Piscopo's comedy is loud, like his "SNL" Sports Guy. But he's soft-spoken, kind of an earnest marshmallow with a real strong jaw. He started his show business career as a Trenton deejay, did commercials for Dr Pepper and was spotted by "SNL" talent scouts doing stand-up at Manhattan comedy clubs in the mid-'70s.
Lately, he's been rethinking his image. "I don't mean to compare myself to them, but Red Skelton, Jackie Gleason are people for me to admire, even Carol Burnett. They got silly. You get silly doing sketches. But you don't picture them doing stand-up or a monologue. There was always some kind of acting piece."
Next, he'd like to do a pop star's life story, maybe Springsteen's or his idol, Frank Sinatra's. Piscopo, who used to imitate Ol' Blue Eyes on "SNL," joined Sinatra on "Solid Gold" at the invitation of guest host Sinatra a month ago. "He called me 'baby.' 'Okay, Joe, baby, I'll see you later.' And I stopped in my tracks. It was so cool. Being Italian and living in New Jersey. He was more important than the pope back then. Frank Sinatra's picture was above the pope's."
A Parting Shot
DeVito drifts off while his costar talks. He's unnervingly quiet, suddenly tired. Piscopo and his girlfriend, Bach, have been itching to leave since before they got here. But the photographer asks for a few more pictures, and suddenly DeVito's stirred up again.
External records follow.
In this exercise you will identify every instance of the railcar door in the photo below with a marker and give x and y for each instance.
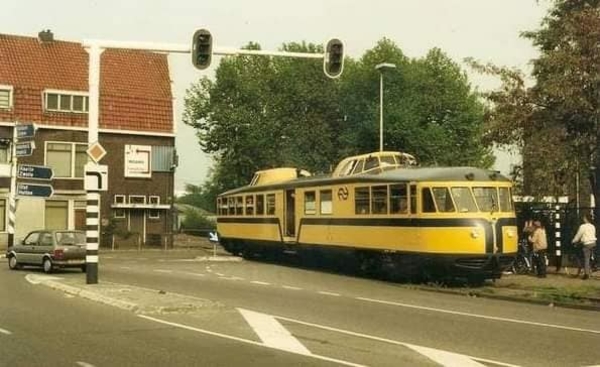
(290, 213)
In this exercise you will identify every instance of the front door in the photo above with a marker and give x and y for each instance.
(137, 221)
(290, 213)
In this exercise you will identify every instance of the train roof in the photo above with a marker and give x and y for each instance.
(410, 174)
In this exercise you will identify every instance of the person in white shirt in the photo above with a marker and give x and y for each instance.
(586, 234)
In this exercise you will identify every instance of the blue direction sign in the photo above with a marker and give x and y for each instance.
(25, 131)
(38, 190)
(35, 172)
(25, 149)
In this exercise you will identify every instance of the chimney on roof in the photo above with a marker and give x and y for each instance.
(46, 36)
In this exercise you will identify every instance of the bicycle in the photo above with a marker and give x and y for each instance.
(573, 262)
(523, 263)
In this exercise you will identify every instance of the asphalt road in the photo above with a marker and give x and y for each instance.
(318, 319)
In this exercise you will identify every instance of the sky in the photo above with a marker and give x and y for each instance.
(487, 30)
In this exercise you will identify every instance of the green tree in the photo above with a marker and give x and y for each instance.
(555, 121)
(430, 109)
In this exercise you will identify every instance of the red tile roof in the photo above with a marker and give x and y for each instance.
(135, 87)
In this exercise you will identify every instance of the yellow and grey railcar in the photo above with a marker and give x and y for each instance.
(382, 211)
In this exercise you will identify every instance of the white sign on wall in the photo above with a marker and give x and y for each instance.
(138, 160)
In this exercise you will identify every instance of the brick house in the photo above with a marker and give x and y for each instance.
(45, 82)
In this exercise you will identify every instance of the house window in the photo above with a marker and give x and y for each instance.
(66, 101)
(67, 160)
(5, 97)
(137, 199)
(2, 215)
(57, 214)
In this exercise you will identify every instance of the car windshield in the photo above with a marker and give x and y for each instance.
(70, 238)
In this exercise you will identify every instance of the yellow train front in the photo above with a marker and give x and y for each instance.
(381, 212)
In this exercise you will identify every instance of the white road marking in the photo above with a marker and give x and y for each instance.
(258, 282)
(444, 358)
(495, 318)
(395, 342)
(230, 337)
(195, 274)
(37, 279)
(329, 293)
(292, 288)
(272, 333)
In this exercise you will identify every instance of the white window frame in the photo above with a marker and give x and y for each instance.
(61, 93)
(137, 197)
(10, 90)
(73, 157)
(119, 199)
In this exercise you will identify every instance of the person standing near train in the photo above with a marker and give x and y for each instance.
(539, 242)
(586, 234)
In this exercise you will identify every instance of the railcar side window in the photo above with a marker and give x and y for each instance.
(326, 202)
(379, 199)
(486, 198)
(505, 199)
(413, 199)
(464, 199)
(239, 205)
(260, 204)
(310, 199)
(362, 200)
(427, 201)
(231, 204)
(249, 205)
(270, 204)
(443, 199)
(398, 199)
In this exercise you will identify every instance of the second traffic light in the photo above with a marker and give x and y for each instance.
(333, 62)
(202, 49)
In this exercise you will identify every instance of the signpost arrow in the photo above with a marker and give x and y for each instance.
(25, 149)
(35, 172)
(37, 190)
(25, 131)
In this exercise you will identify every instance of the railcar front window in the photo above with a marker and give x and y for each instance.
(379, 199)
(310, 199)
(464, 199)
(505, 200)
(486, 198)
(362, 200)
(443, 199)
(270, 204)
(427, 203)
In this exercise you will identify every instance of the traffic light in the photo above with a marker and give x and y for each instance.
(201, 49)
(333, 62)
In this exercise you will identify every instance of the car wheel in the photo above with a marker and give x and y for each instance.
(13, 264)
(47, 265)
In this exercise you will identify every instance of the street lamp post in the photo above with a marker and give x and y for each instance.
(380, 68)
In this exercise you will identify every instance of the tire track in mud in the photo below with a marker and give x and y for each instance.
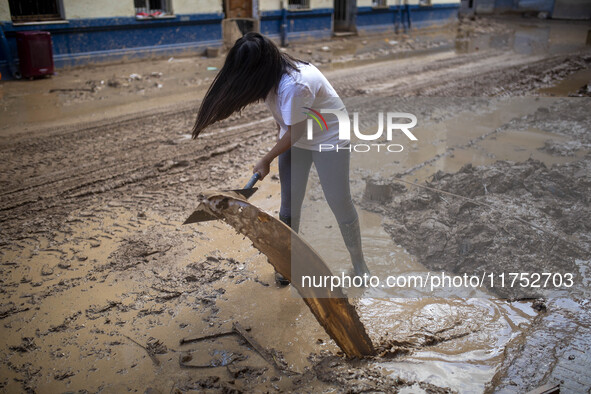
(54, 167)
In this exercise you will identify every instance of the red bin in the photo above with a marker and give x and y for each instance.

He sits on the arm of the sofa, razzing the photographer. "You want a couple of more pictures? You've been taking pictures for an hour . . . There are going to be two noises in a minute. Me hitting you. And you hitting the floor."
Piscopo nestles back into the sofa and looks up into DeVito's eyes. DeVito's unnerved at being this close to another guy. "Ma'm, ma'm," he cries, "He blew in my ear -- he's mauling me."
Bach makes goo-goo eyes at Piscopo over DeVito's shoulder. When it's done, Piscopo turns to Bach and they embrace somewhat desperately. DeVito can't resist a last hit.
"You can use the room if you want," he says to the lovers. "I won't be needing it for the rest of the afternoon.